LONDON: European shares slipped on Wednesday, pressured by weaker financials, as renewed concerns about the health of the European banking system prompted investors to shun riskier assets.
At 0817 GMT, the FTSEurofirst 300 index of top European shares was down 0.3 percent at 1,059.12 points after falling 0.4 percent on Tuesday. Financials were the top losers, with the STOXX Europe 600 banking index down 1 percent. National Bank of Greece slipped 9.4 percent, Allied Irish Banks was down 1.5 percent and Barclays fell 3 percent.
NBG unveiled a plan on Tuesday to raise 2.8 billion euros ($3.6 billion) via a rights issue, a convertible bond, and the sale of a stake in its profitable Turkish unit. British business minister Vince Cable said Bob Diamond’s rise to the top post at Barclays highlighted the task the government faced trying to make the banking sector safer.
“Due to the financial crisis, the capital base of the banking system in Europe is still rather narrow. This banking scare probably will go away again, but in the meantime it could still create some damage for a couple of days,” said Luc Van Hecka, chief economist at KBC Securities. “The underlying fabric of the economy seems to be a bit better now. The idea that we would inevitably slide into a double-dip kind of scenario has weakened somewhat.”
Worries about Europe’s banks resurfaced on Tuesday, when the Wall Street Journal reported some major lenders had understated holdings in potentially risky government debt during “stress tests” designed to test their ability to weather crises.
Sentiment worsened further after Ireland extended its guarantees for short-term bank liabilities amid fears over the escalating cost of bailing out nationalised lender Anglo Irish Bank.
“The European sovereign debt crisis has not yet been resolved as austerity programs remain insufficient to restore fiscal stability, interest rate gaps to German Bunds are back to May levels and the differences in growth rate and indebtedness are deepening,” Bernstein said in a research note.Economic numbers also did not help, as figures showed German exports fell on the month in July after two months of strong gains.
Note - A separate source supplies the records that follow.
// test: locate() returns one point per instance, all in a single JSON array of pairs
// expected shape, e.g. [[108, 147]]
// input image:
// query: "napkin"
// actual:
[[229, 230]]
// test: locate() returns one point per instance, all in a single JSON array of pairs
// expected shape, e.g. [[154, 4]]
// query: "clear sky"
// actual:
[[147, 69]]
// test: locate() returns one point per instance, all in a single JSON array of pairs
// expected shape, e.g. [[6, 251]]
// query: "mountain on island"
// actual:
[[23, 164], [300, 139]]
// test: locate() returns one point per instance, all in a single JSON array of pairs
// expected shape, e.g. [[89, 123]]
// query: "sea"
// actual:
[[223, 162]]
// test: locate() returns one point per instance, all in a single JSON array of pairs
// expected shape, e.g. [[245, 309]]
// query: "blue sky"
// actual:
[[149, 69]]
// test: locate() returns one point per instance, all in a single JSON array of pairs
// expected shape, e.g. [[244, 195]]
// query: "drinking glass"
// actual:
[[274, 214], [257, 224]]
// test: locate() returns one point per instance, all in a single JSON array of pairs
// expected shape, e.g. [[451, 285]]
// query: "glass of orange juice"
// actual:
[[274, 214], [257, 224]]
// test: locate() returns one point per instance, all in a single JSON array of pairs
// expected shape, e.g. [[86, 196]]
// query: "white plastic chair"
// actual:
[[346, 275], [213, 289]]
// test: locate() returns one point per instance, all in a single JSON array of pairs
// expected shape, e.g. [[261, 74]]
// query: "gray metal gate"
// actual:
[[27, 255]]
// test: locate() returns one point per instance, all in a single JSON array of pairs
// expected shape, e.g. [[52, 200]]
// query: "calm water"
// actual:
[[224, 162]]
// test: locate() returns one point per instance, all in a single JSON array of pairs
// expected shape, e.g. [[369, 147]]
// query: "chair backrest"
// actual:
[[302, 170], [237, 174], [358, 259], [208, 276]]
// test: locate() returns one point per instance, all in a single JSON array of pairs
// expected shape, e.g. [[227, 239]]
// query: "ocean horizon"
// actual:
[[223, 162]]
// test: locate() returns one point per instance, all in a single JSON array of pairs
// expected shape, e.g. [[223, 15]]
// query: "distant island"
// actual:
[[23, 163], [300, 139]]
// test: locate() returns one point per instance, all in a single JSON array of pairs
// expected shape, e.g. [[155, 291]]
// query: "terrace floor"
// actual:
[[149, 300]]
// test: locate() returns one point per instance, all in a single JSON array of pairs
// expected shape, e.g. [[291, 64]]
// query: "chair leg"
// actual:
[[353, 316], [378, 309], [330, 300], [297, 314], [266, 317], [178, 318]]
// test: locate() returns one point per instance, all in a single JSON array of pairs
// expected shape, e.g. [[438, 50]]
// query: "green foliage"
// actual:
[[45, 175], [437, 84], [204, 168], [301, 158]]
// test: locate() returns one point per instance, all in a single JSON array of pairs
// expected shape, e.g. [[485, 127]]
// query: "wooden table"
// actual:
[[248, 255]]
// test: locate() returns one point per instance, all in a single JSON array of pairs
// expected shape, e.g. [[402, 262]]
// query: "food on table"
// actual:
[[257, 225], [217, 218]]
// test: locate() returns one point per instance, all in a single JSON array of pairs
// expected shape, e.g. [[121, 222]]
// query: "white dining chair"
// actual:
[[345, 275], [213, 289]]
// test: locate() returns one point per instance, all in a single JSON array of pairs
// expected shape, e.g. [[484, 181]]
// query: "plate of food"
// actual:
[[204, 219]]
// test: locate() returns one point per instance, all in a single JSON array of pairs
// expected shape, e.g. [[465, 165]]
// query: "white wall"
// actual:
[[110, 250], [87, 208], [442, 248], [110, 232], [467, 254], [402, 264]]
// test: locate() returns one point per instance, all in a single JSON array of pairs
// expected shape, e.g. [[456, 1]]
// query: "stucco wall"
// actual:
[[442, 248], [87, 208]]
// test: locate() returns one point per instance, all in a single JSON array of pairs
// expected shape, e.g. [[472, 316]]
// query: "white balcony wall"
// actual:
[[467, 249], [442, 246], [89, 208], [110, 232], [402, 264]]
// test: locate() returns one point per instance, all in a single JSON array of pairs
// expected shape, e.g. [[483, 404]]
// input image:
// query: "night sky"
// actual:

Energy stocks lost ground as crude oil prices fell for a third straight session on strong petroleum stockpiles. Royal Dutch Shell, Tullow Oil and StatoilHydro shed 0.4-0.7 percent. Dana Petroleum rejected a weeks-old hostile 1.67 billion pound ($2.6 billion) bid from Korea National Oil Corp, citing an independent valuation that the British explorer was worth considerably more. Its shares were little changed.
Miners remained under pressure after Australian Prime Minister Julia Gillard won backing from two independent MPs on Tuesday to clinch a parliamentary majority and form the country’s first minority government since World War Two.
The fragile Labor government said on Wednesday it could adjust a planned profits-based tax on mining companies to bend to the demands of the independent MPs giving it a slender grip on power, but mining stocks tracked wider market weakness.
BHP Billiton, Anglo American, Antofagasta, Xstrata, and ENRC fell 0.7-2.2 percent. Rio Tinto was down 1.8 percent. Its representatives are in Russia to visit potash producer Uralkali which is seen as a potential acquisition target for the mining giant, Vedomosti reported on Wednesday. Across Europe, the FTSE 100, Germany’s DAX and France’s CAC 40 fell 0.6-0.8 percent. The Thomson Reuters Peripheral Eurozone Countries Index was down 0.9 percent.